2a. Can this be done in INDY 10 as is delivered - or does it require modifying the Indy source?

3. Is there a separate HTTP/SSL library that doesn't use OpenSLL that I can use with Delphi (7 or XE8)?

4. Is there an alternate solution?

I've looked through LOTS of questions and answers on the net without finding a solution. This question seems to be the closest but does not solve my problem: Indy “Could not load SSL library” Delphi XE2 IW14./29430528#29430528

Answer 1

Using dlopen("your_lib.so", RTLD_LOCAL | RTLD_DEEPBIND) would solve it, but unfortunately the Address sanitize cannot be used.(https://github.com/google/sanitizers/issues/611)
The DEEPBIND is so important since other SSL loaded by program entry override current one.

Using dlmopen() still could not work with asan, since the symbol like __asan_init() marked as UNDEF in dll and found in exe.

More about dll load: https://stackoverflow.com/a/69863334/12529885

Answer 2

On Windows, you can use Side-By-Side manifests to allow multiple versions of the DLLs to co-exist in the same application across module boundaries. In fact, your scenario is one that SxS was specifically designed for (amongst others):

Your DLLs should be designed so that multiple versions can run at the same time and in the same process without interfering with each other. For example, many applications host multiple plug-ins that each require a different version of one component. The developer the side-by-side assembly needs to design and test to ensure that multiple versions of the component work correctly when run at the same time in the same process.

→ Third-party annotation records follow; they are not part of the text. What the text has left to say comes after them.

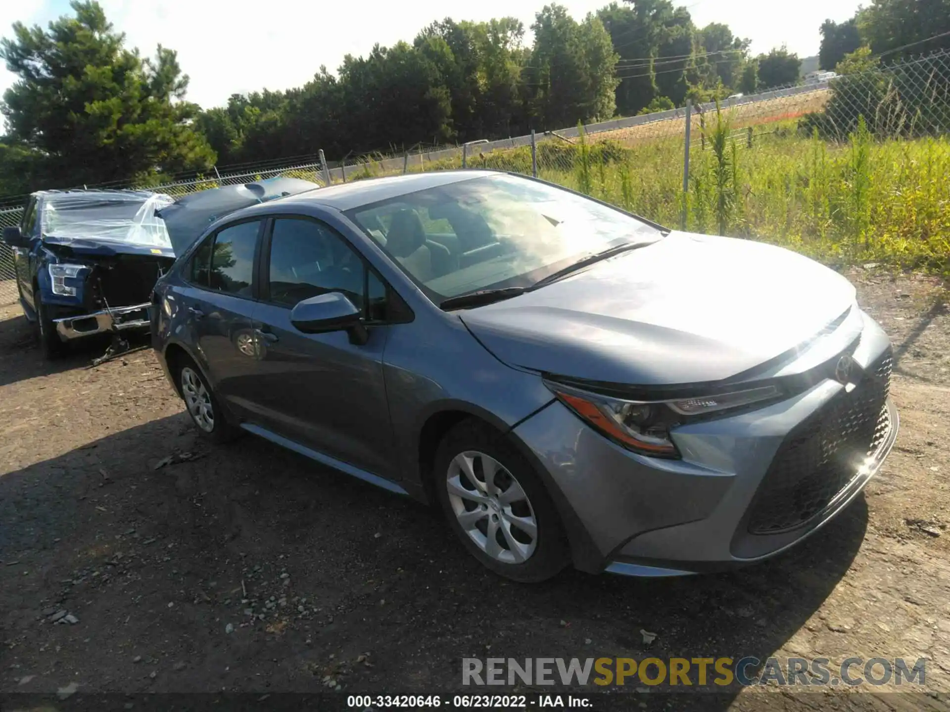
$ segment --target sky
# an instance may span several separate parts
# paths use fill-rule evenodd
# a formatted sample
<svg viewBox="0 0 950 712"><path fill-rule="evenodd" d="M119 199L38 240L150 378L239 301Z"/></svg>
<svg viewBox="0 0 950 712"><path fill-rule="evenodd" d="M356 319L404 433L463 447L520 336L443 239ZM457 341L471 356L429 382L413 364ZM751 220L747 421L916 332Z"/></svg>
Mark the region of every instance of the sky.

So, you could create one SxS manifest for your core app that refers to one set of OpenSSL DLLs, and then create a separate SxS manifest for each affected plugin that refers to a different set of OpenSSL DLLs.

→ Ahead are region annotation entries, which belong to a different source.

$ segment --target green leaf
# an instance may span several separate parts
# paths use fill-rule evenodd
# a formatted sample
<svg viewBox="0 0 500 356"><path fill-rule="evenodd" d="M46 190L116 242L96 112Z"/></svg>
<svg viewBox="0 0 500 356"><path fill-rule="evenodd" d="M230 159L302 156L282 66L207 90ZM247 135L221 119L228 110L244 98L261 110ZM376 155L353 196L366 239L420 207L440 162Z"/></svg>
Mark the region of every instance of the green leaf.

That being said, OpenSSL is Indy's default SSL/TLS provider, but Indy is not locked in to OpenSSL specifically. Indy uses a modular design for I/O, so if you want to use a different SSL/TLS engine with Indy then all you need is a TIdSSLIOHandlerSocketBase-derived component that wraps the engine. Eldos SecureBlackbox, for example, provides an Indy SSLIOHandler for its custom SSL/TLS engine. Or you could write your own wrapper for whatever engine you want to use (such as Microsoft's Crypto/SChannel APIs, which will likely be added to Indy directly in a future version as an alternative to using OpenSSL on Windows).

Answer 3

Is it possible to use two different versions of OpenSSL libraries in same application?

The short answer is... No.

As far as I know for unmanaged DLLs and Unix & Linux shared objects, there is no scope or namespace mechanism. Once a library is loaded, all symbol resolution occurs through that library.

The longer answer is... Maybe.

To use multiple versions, you would effectively have to build wrapper DLLs or share objects. The wrapper DLLs or share objects would link to static versions of the OpenSSL libraries, and they would not export OpenSSL symbols (only symbols from the library at hand).

Unix & Linux shared objects can avoid re-exporting symbols with -Wl,--exclude-libs,all. This is necessary when building OpnSSL for Android (more on it below). As far as I know, there is no similar mechanism on Windows.

I thought I asked about an equivalent option for -Wl,--exclude-libs,all on Windows a few years ago, but I cannot find it at the moment. I think the Visual Studio crowd bombed the question and moved to delete it.

---

The issues is why Android is such a problem. Android usually has an old, outdated version of OpenSSL. The Android image is effectively abandoned by the OEM, so libraries are never updated.

When Android starts, the mother of all process, Zygote, loads the down level version of OpenSSL. Zygote is the Unix & Linux equivalnt is init. Later, when your process is forked from Zygote, you get the old down level version even if your app packaged a newer version of the library.

Android tried to work around the problem with an updated-able provider; see Updating Your Security Provider to Protect Against SSL Exploits from the Developer documentation.

Also see Compile OpenSSL to different name due to Android Zygote, Changing OpenSSL library in Android app for HttpClient, How to build OpenSSL as unversioned shared lib for Android?, etc.

Finally, see Android | Wrapper Shared Objects on the OpenSSL wiki. It tries to address the issue for Android.